Hall of the Races of Mankind, ca. 1933. Getty Research Institute.

In February 1930, when Hoffman was first approached by the Field Museum for the Races of Mankind commission, she hesitated to accept the offer. Originally, the exhibit called for 164 sculpted representations of racial types, a proposition at which Hoffman balked: “no one had ever talked to a sculptor in such figures!”9 Within a year she was able to renegotiate her contract and bring the number of sculptures down to 104, but there were still other terms to consider.10 The commission, as it was envisioned by the Field curators and anthropologists, would require Hoffman to visit the different parts of the globe where the subjects of her racial types could be located and modeled in situ—a daunting expedition that would potentially absorb years of the artist’s productive capacity. Besides the sheer scale and scope of the commission, there were also the ramifications to her career in sculpture, for by undertaking work in a natural history museum, Hoffman exposed herself to a complex of professional risks.

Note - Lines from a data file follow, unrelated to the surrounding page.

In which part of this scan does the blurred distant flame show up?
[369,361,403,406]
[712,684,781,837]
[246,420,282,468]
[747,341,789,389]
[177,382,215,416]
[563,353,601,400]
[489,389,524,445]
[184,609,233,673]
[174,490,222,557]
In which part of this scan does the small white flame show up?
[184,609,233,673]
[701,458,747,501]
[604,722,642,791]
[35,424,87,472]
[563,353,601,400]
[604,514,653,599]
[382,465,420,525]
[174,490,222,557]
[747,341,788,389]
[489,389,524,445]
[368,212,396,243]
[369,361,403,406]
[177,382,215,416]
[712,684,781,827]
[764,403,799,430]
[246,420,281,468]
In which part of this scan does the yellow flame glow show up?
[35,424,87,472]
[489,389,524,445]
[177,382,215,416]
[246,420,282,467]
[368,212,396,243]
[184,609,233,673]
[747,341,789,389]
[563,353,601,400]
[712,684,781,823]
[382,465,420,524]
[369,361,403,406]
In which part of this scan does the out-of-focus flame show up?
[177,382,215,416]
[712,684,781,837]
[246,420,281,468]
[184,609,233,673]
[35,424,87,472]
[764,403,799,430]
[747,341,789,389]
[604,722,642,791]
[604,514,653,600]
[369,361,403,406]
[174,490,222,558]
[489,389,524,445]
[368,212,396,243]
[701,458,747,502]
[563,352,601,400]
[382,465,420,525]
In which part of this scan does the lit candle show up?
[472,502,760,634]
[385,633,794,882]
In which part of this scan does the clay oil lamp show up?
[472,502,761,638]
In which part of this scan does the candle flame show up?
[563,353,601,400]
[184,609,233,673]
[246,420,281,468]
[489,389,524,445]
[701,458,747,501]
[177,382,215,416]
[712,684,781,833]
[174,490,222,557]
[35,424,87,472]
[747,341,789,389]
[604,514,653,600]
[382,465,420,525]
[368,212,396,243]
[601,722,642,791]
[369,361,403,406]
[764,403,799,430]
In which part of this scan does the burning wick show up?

Though she never publicly admitted to this latter concern, one of the curators of the Field Museum, Henry Field, described Hoffman’s dilemma upon receiving the Races of Mankind commission: “I could see an inner conflict raging, and later I heard that some of her friends had advised [End Page 87] strongly ‘against prostituting your art. This will ruin you forever and ever as an artist.’”11 Though the advice of her friends is not explicit, the unexpressed worry seems to be that by agreeing to work on the Races of Mankind, by yoking art to science, Hoffman risked marginalizing her subsequent work and career. Nonetheless Hoffman accepted the Races of Mankind commission.